Why would this query run so slow?

I have two MySQL tables say A and B. A contains just one varchar column (lets call that one A1) with about 23000 records. Table B (70000 records) has some more columns, one of the corresponding with A1 from table A (lets call that one B1). I want to know which values in A are not in the corresponding column in B, so I use:

SELECT A1
FROM A
LEFT JOIN B
ON A1 = B1
WHERE B1 IS NULL


Both columns A1 and B1 have indices defined on them. Still this query runs very slow.

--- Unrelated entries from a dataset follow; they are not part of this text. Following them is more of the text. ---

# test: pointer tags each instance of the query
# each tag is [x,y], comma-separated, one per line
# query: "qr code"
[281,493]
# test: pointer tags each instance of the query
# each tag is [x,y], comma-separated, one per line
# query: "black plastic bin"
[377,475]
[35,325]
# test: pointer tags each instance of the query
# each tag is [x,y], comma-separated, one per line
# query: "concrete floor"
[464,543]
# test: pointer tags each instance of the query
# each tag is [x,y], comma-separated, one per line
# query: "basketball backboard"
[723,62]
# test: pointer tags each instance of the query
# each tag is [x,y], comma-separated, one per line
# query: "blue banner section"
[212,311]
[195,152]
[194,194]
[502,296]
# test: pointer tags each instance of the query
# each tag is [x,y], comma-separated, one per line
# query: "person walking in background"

I've run explain, this is the output:

id select_type table type possible_keys key key_len ref rows Extra
1 SIMPLE A index \N PRIMARY 767 \N 23269 Using index
1 SIMPLE B ALL \N \N \N \N 70041 Using where; Not exists


UPDATE:
SHOW CREATE TABLE
for both tables (changed the original names);

CREATE TABLE `A` (
`A1` varchar(255) NOT NULL,
PRIMARY KEY (`A1`)
) ENGINE=MyISAM DEFAULT CHARSET=utf8


CREATE TABLE `B` (
`col1` int(10) unsigned NOT NULL auto_increment,
`col2` datetime NOT NULL,
`col3` datetime default NULL,
`col4` datetime NOT NULL,
`col5` varchar(30) NOT NULL,
`col6` int(10) default NULL,
`col7` int(11) default NULL,
`col8` varchar(20) NOT NULL,
`B1` varchar(255) default NULL,
`col10` tinyint(1) NOT NULL,
`col11` varchar(255) default NULL,
PRIMARY KEY (`col1`),
KEY `NewIndex1` (`B1`)
) ENGINE=MyISAM AUTO_INCREMENT=70764 DEFAULT CHARSET=latin1


'nother edit:
data_length
and
index_length
from
SHOW TABLE STATUS


table data_length index_length
A 465380 435200
B 5177996 1344512

Answer

The character sets of the two columns that you are comparing in an OUTER JOIN differ. I am not sure if this is the cause so I tested and got these results:

SELECT A1
FROM A
LEFT JOIN B ON A1 = B1
WHERE B1 IS NULL

-- Table A..: 23258 rows, collation = utf8_general_ci
-- Table B..: 70041 rows, collation = latin1_swedish_ci
-- Time ....: I CANCELLED THE QUERY AFTER 20 MINUTES

-- Table A..: 23258 rows, collation = latin1_swedish_ci
-- Table B..: 70041 rows, collation = latin1_swedish_ci
-- Time ....: 0.187 sec

-- Table A..: 23258 rows, collation = utf8_general_ci
-- Table B..: 70041 rows, collation = utf8_general_ci
-- Time ....: 0.344 sec

Solution: make the character sets of the two tables (or the two columns atleast) same.